Project-level integration#

This integration will only monitor organizations you select. When a new project is added to a monitored organization, it will be automatically added to the perimeter. However, new organizations added to the Azure Repos instance will not be automatically included to the GitGuardian perimeter.

Requirements#

  • Azure Devops Service or self-managed Azure DevOps Server/Data Center: minimum assured compatible version 2019
  • A personal access token with Read scope for "Code".

Guidelines#

  1. Navigate to Settings > Workspace > Integrations.
  2. Click on Configure for Azure Repos.
  3. Click on Start for the instance level option: "Monitor certain Azure Repos organizations only"
    Azure Repos installation selection
  4. Submit your Azure DevOps instance url and the personal access token created. If you're willing to install only one organization, submit also the name of this organization.
    Azure Repos token form
    caution

    Azure instance URL must be prefixed with https://, instances without a secure connection won't be monitored.
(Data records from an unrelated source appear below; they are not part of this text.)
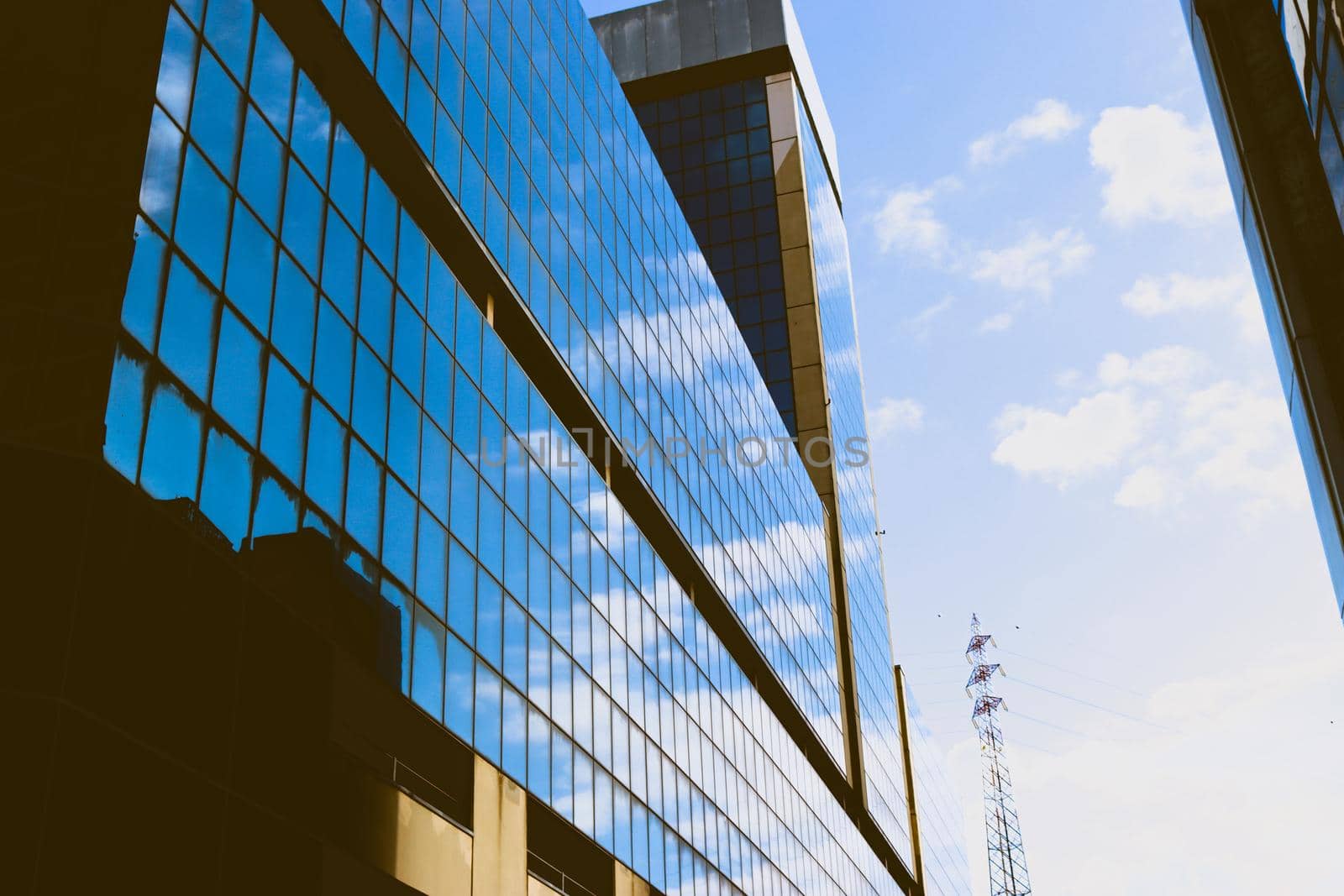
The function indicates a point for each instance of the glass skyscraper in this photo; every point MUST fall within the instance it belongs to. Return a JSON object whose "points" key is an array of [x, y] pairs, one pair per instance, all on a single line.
{"points": [[434, 446], [1273, 74]]}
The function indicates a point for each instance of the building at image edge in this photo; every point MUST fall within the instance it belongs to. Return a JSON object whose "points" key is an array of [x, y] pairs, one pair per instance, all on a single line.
{"points": [[288, 281], [1273, 74]]}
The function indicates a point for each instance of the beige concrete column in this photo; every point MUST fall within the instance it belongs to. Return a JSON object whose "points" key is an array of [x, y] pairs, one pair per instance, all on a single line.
{"points": [[433, 855], [499, 819], [628, 883]]}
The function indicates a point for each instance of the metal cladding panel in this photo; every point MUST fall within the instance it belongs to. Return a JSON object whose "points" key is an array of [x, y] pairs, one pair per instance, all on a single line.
{"points": [[627, 47], [696, 22], [766, 23], [732, 29], [663, 39]]}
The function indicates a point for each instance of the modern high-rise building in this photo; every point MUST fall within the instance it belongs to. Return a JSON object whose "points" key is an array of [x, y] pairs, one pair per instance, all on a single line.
{"points": [[423, 479], [1273, 74]]}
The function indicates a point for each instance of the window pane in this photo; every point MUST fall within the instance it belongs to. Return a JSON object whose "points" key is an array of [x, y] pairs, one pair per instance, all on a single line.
{"points": [[140, 307], [228, 31], [335, 358], [375, 307], [369, 412], [461, 591], [252, 262], [261, 170], [428, 665], [296, 304], [363, 496], [178, 66], [163, 156], [226, 485], [302, 226], [403, 436], [324, 479], [461, 691], [214, 113], [487, 714], [490, 620], [515, 735], [400, 531], [172, 446], [185, 344], [237, 394], [203, 215], [272, 76], [277, 510], [282, 426], [125, 416]]}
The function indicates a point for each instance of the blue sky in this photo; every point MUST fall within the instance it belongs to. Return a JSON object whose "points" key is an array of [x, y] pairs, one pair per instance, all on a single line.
{"points": [[1081, 437]]}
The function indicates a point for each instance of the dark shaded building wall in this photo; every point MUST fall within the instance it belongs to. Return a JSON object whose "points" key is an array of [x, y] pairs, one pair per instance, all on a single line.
{"points": [[1273, 73]]}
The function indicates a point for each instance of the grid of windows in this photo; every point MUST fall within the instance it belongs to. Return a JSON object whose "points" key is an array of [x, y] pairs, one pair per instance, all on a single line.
{"points": [[947, 871], [879, 723], [293, 354], [1314, 33], [519, 112], [714, 147]]}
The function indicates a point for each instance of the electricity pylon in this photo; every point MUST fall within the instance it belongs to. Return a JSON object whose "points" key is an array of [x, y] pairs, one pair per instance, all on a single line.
{"points": [[1007, 857]]}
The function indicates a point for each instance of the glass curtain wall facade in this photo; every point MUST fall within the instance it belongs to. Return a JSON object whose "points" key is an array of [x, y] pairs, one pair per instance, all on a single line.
{"points": [[1273, 73], [759, 187], [546, 159], [295, 354], [944, 867], [860, 546], [714, 145]]}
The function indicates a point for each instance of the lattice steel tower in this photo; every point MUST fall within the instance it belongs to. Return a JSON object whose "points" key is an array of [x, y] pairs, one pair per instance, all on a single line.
{"points": [[1007, 857]]}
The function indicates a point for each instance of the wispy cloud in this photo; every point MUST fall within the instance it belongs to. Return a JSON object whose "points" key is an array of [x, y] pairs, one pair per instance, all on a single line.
{"points": [[1034, 262], [1048, 121], [1167, 427], [1159, 167], [907, 223], [922, 322], [1182, 293], [894, 416]]}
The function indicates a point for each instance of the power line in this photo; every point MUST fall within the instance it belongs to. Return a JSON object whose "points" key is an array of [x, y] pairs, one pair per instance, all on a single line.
{"points": [[1048, 725], [1077, 674], [1095, 705]]}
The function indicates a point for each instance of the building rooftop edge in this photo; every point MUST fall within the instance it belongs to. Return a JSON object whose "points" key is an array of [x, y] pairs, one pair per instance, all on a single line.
{"points": [[669, 36]]}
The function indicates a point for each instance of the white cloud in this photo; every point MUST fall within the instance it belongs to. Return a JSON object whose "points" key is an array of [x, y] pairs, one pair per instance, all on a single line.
{"points": [[1052, 120], [1179, 293], [996, 322], [895, 416], [1144, 488], [1236, 437], [1167, 365], [922, 322], [1167, 427], [906, 223], [1035, 262], [1159, 167], [1097, 432]]}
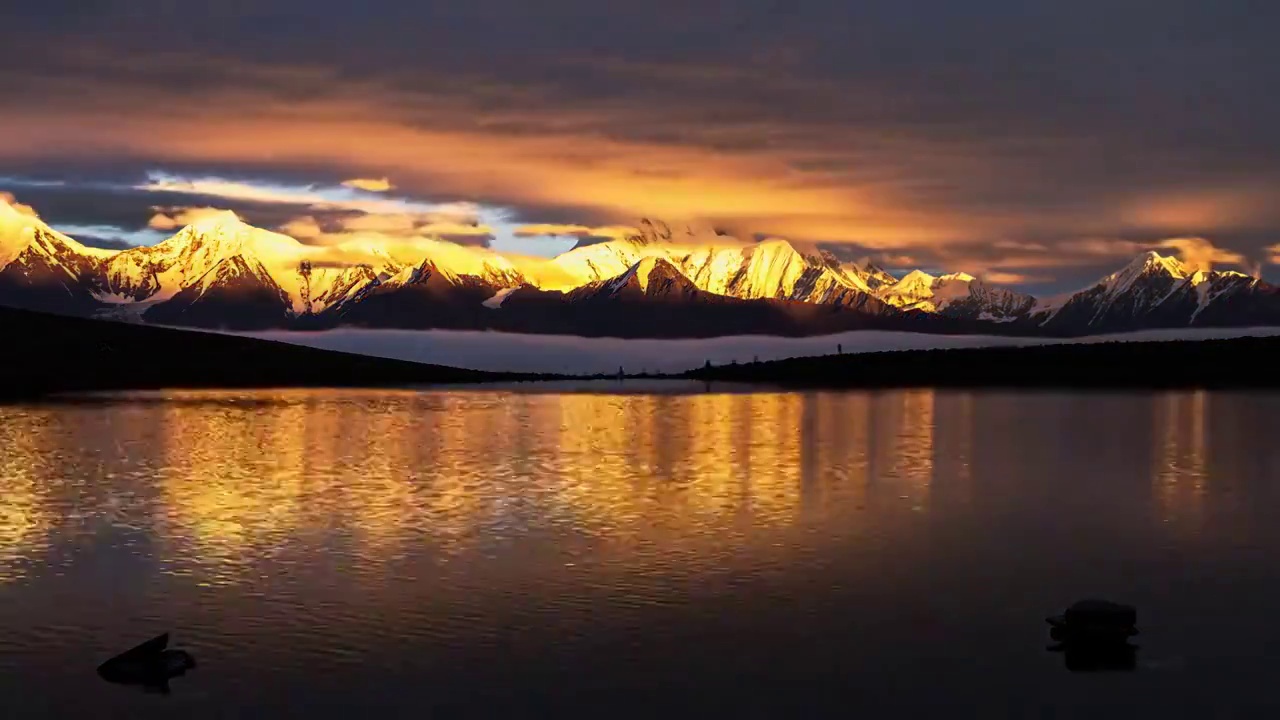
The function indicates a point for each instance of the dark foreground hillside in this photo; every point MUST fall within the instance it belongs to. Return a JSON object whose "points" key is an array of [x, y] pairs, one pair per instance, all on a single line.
{"points": [[49, 354], [1242, 363]]}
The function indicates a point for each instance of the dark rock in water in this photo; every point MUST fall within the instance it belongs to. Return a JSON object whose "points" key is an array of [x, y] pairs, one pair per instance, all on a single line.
{"points": [[149, 665], [1092, 657], [1096, 614], [1095, 636]]}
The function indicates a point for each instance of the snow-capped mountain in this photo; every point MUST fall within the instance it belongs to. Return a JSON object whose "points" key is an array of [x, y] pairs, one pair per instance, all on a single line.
{"points": [[773, 269], [956, 295], [222, 272], [44, 269], [1155, 291]]}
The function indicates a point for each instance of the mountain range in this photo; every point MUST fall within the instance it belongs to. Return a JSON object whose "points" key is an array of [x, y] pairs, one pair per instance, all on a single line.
{"points": [[223, 273]]}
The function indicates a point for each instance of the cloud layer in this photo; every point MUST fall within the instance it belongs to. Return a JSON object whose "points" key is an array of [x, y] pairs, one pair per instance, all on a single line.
{"points": [[933, 130]]}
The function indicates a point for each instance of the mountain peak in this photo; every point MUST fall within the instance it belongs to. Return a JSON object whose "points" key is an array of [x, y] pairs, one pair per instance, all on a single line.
{"points": [[1152, 260]]}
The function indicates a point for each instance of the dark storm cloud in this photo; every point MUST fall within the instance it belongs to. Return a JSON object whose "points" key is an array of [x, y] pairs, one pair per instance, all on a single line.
{"points": [[927, 127]]}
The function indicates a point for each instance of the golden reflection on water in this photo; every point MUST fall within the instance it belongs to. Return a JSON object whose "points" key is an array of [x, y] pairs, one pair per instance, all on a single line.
{"points": [[1180, 474], [225, 483], [26, 519]]}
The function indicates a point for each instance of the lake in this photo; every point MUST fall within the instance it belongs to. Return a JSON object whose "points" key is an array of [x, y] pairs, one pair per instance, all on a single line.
{"points": [[638, 550]]}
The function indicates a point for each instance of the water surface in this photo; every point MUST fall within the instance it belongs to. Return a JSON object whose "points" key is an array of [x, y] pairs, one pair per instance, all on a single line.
{"points": [[511, 554]]}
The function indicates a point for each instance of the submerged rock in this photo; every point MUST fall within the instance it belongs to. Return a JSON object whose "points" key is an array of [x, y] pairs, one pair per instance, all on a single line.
{"points": [[149, 665], [1095, 636]]}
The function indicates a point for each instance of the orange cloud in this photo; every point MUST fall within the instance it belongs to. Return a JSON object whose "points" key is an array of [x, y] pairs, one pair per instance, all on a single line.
{"points": [[176, 218], [379, 185], [1200, 254], [575, 231], [1000, 277], [8, 199]]}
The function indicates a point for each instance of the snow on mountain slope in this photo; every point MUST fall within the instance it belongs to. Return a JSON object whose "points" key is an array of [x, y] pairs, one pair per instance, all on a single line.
{"points": [[772, 269], [1160, 291], [21, 232], [159, 272], [956, 295]]}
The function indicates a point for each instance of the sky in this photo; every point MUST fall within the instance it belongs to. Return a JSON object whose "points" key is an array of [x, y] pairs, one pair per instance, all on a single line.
{"points": [[1031, 142]]}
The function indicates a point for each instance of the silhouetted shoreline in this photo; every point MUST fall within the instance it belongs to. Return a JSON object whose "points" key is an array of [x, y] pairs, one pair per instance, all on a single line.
{"points": [[1237, 363], [54, 355], [58, 354]]}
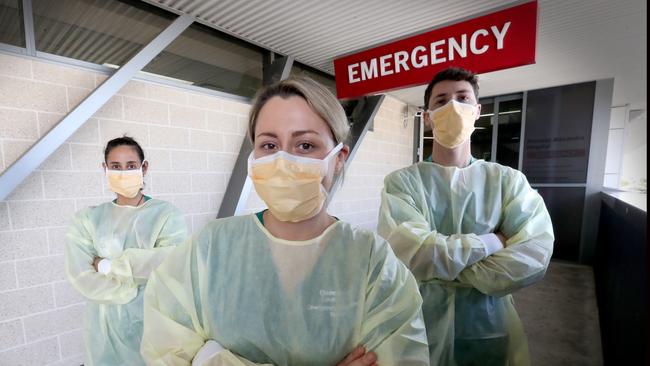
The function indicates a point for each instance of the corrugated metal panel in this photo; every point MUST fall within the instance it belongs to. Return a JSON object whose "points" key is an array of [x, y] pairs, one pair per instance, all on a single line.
{"points": [[315, 31], [578, 40]]}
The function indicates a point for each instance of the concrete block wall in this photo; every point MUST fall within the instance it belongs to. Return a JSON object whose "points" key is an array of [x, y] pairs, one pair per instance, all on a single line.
{"points": [[191, 141]]}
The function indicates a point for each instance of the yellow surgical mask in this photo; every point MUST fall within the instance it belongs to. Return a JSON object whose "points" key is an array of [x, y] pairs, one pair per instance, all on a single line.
{"points": [[125, 182], [453, 123], [290, 185]]}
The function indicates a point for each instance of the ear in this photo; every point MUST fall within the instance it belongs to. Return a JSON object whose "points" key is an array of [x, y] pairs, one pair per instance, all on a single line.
{"points": [[145, 167], [341, 158]]}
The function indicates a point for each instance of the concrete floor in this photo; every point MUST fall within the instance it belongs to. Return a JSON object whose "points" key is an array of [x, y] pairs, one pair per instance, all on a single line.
{"points": [[560, 317]]}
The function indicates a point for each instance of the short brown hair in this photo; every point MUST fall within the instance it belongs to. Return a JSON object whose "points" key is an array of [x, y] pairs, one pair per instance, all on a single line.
{"points": [[454, 74], [318, 97]]}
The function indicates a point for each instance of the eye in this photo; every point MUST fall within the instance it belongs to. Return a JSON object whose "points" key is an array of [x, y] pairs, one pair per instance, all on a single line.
{"points": [[305, 146]]}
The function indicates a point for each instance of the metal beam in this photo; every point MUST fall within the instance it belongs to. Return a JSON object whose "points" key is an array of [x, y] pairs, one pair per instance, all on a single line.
{"points": [[44, 147], [28, 23], [596, 169], [361, 121], [240, 186]]}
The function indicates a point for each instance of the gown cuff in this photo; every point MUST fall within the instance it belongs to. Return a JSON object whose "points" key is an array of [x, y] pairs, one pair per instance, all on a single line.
{"points": [[104, 266], [209, 349], [491, 242]]}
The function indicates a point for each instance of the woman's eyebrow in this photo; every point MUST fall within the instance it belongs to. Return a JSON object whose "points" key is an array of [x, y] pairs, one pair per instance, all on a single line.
{"points": [[303, 132], [269, 134]]}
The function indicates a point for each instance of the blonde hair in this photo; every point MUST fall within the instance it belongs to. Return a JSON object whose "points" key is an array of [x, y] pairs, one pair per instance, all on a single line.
{"points": [[318, 97]]}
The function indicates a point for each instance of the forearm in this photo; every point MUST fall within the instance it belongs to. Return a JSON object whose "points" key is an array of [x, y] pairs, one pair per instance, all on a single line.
{"points": [[138, 264], [432, 255], [510, 269]]}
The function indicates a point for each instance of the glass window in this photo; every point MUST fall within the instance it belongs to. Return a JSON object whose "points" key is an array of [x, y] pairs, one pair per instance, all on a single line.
{"points": [[319, 76], [509, 132], [565, 206], [207, 58], [11, 23], [482, 136], [104, 32]]}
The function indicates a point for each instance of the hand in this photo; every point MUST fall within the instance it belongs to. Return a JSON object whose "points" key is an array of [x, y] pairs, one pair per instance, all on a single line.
{"points": [[359, 357], [96, 263], [502, 238]]}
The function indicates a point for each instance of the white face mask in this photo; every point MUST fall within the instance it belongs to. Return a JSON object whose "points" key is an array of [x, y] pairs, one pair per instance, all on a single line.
{"points": [[290, 185], [453, 123]]}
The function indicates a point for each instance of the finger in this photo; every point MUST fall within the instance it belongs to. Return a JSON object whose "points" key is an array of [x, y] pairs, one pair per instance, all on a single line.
{"points": [[368, 359]]}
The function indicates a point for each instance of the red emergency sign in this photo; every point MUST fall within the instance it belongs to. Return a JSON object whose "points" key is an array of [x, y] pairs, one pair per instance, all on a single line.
{"points": [[496, 41]]}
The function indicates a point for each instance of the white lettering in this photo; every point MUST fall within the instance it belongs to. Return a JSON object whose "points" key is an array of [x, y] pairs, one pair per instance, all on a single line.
{"points": [[400, 60], [461, 48], [500, 35], [419, 61], [369, 71], [435, 52], [472, 42], [353, 70], [384, 63]]}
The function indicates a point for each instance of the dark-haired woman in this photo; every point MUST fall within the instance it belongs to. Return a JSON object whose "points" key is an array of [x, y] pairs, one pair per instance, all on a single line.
{"points": [[111, 250]]}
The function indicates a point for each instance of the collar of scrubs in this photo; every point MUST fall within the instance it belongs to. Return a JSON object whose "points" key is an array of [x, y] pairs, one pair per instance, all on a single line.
{"points": [[472, 159], [259, 220], [260, 216], [146, 198]]}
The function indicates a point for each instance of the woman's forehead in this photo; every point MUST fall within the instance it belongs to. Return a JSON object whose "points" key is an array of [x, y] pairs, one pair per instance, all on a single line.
{"points": [[123, 153], [288, 115]]}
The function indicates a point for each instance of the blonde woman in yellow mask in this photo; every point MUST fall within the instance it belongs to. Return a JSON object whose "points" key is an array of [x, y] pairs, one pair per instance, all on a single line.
{"points": [[290, 285], [111, 250], [472, 232]]}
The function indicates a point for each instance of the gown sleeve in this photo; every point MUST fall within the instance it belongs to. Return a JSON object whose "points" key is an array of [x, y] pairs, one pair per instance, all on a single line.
{"points": [[524, 260], [393, 326], [136, 264]]}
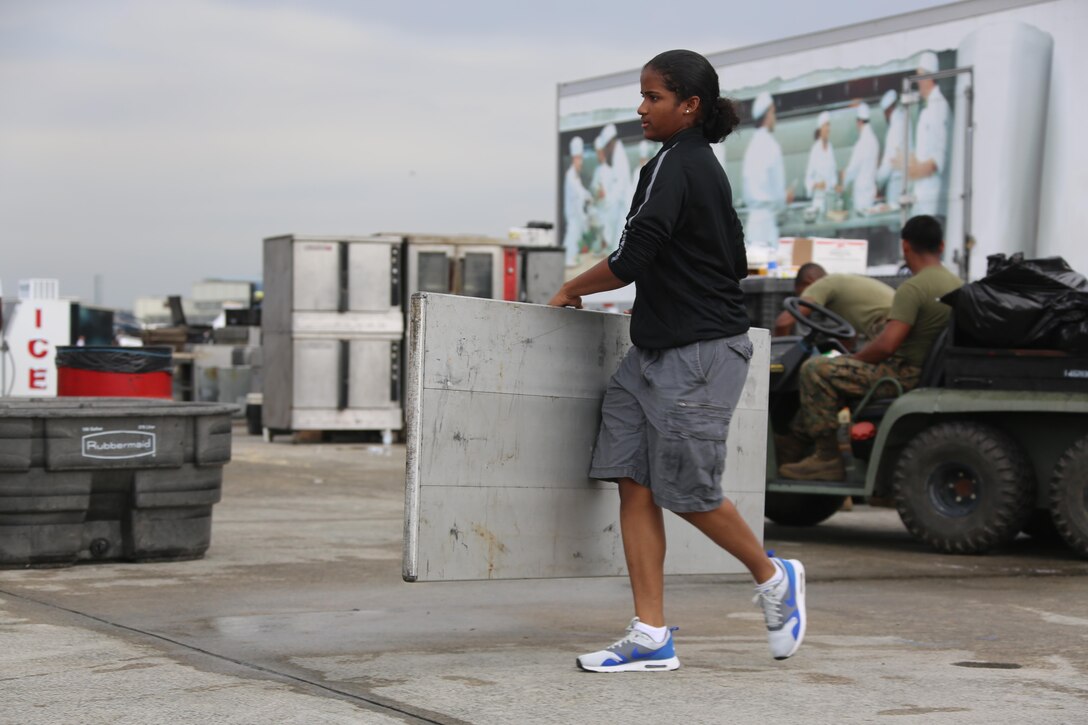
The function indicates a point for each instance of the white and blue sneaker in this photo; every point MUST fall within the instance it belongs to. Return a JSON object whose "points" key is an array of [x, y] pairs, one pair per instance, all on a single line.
{"points": [[783, 607], [635, 652]]}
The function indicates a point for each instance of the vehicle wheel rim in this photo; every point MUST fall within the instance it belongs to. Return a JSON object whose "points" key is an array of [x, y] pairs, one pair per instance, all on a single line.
{"points": [[954, 489]]}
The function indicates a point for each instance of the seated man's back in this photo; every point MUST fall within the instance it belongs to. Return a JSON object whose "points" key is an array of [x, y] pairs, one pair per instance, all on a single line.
{"points": [[916, 304], [863, 302]]}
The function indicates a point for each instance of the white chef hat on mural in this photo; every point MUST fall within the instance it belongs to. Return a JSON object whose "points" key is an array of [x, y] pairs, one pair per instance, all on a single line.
{"points": [[928, 62], [759, 106]]}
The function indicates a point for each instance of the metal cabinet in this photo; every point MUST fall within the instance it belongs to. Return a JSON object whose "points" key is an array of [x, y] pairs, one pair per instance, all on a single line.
{"points": [[333, 326]]}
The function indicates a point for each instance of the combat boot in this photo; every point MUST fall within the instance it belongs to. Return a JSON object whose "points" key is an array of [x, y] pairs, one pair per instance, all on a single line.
{"points": [[824, 465]]}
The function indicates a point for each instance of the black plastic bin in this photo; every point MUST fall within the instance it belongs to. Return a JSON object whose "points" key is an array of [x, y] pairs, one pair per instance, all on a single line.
{"points": [[107, 478]]}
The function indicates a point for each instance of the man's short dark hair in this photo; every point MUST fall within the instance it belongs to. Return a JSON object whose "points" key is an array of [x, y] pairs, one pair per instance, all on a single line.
{"points": [[924, 234], [808, 273]]}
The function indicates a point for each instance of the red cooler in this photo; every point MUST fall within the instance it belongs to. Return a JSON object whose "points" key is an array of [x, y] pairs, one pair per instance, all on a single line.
{"points": [[104, 371]]}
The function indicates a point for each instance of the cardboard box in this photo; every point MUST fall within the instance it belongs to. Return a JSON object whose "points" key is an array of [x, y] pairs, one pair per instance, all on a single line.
{"points": [[836, 256]]}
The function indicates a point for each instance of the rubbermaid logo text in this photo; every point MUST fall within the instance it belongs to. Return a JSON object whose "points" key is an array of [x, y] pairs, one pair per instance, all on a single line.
{"points": [[119, 444]]}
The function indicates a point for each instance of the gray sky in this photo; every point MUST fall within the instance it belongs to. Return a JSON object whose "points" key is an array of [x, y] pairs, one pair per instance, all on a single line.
{"points": [[158, 143]]}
The URL used should be of type scheme+basename (eg: https://azuredevops.gitguardian.example).

  5. GitGuardian will display the organization available for monitoring.
    Clicking Install, GitGuardian will access the organization and scan the content of the repositories.
    ADO install form
  6. You can view the projects and repositories monitored in your Azure Repos settings page by clicking on See my Azure Repos perimeter:

Troubleshooting#

  • You can submit new personal access tokens if you want to monitor more Azure Repos instances or organizations.
  • GitGuardian automatically detects if the Personal access token becomes invalid (by expiring or being revoked) and will send an email to notify you. All of your existing data will remain accessible.
  • In case you have a lot of repositories, they may take a short time to show up on your perimeter

Automatic historical scan#

By default, GitGuardian performs a historical scan for each new Azure Repos repository added to your perimeter.

You can deactivate this behavior in your Azure Repos settings if you are a Manager of the workspace.

Autoscan settings

Customize your monitored perimeter#

Once you have set up your Azure Repos integration, you have the possibility to configure which projects and repositories to monitor in the Azure Repos settings section of your workspace.

ADO perimeter

If you deselect a repository from your monitored perimeter, GitGuardian will not receive any commit for your futur scans.